While many universities are rushing bioinformatics courses into their curricula, some others are seeking to give students more practical biomedical training as well as conventional coursework. A joint initiative between the CRC for Growth Factors and the CRC for Discovery of Genes for Common Human Diseases, invites students to join a research team for at least one day each week. The current program has continued to grow each year since 1999 with over 70 students participating so far.
The students gain real-life experience in all aspects of research, including laboratory and computing techniques, experimental design and skills development in scientific debate, writing and presentation.
“Where previously, biomedical research often was conducted by one or two molecular biologists, the genetic medical field requires large, multi-disciplinary teams in which most of its members are multi-skilled themselves,” says Dr Andrea Douglas, CEO of the Gene CRC
“At the same time, we don’t think genetic education begins and ends with university-level students.

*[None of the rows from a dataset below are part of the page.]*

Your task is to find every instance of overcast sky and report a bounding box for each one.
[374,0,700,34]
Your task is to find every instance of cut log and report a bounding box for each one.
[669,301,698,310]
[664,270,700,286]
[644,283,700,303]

We spend a good deal of time talking with secondary school groups, because while much of the groundwork is being done now, the full import of genetic medicine is still some years away,” Dr Douglas concluded.
THE FINAL FRONTIER
When Watson and Crick unlocked the mysteries surrounding the structure of DNA in 1953, their every move was recorded in three simple tones – black, white and grey.
Fast forward 50 years to the next major biological milestone, the deciphering of the human genome, and DNA bursts onto our computer and television screens in every colour imaginable in the universe.
As the final pieces of the puzzle fall into place, our collective attentions will, and should, shift toward moral and ethical possibilities as abstract as the idea of genetic mapping itself.
Issues will not be black and white, like the early models of DNA, but will reflect the full colour spectrum of opinion and belief.
“The Human Genome Project effectively lays the whole dictionary of human life in front of us,” says Henry de Aizpurua, Research Development Manager for the Howard Florey Institute in Melbourne.
“Having all the words is interesting, but useless unless we can put them into sentences that make sense – biologically, commercially and ethically.”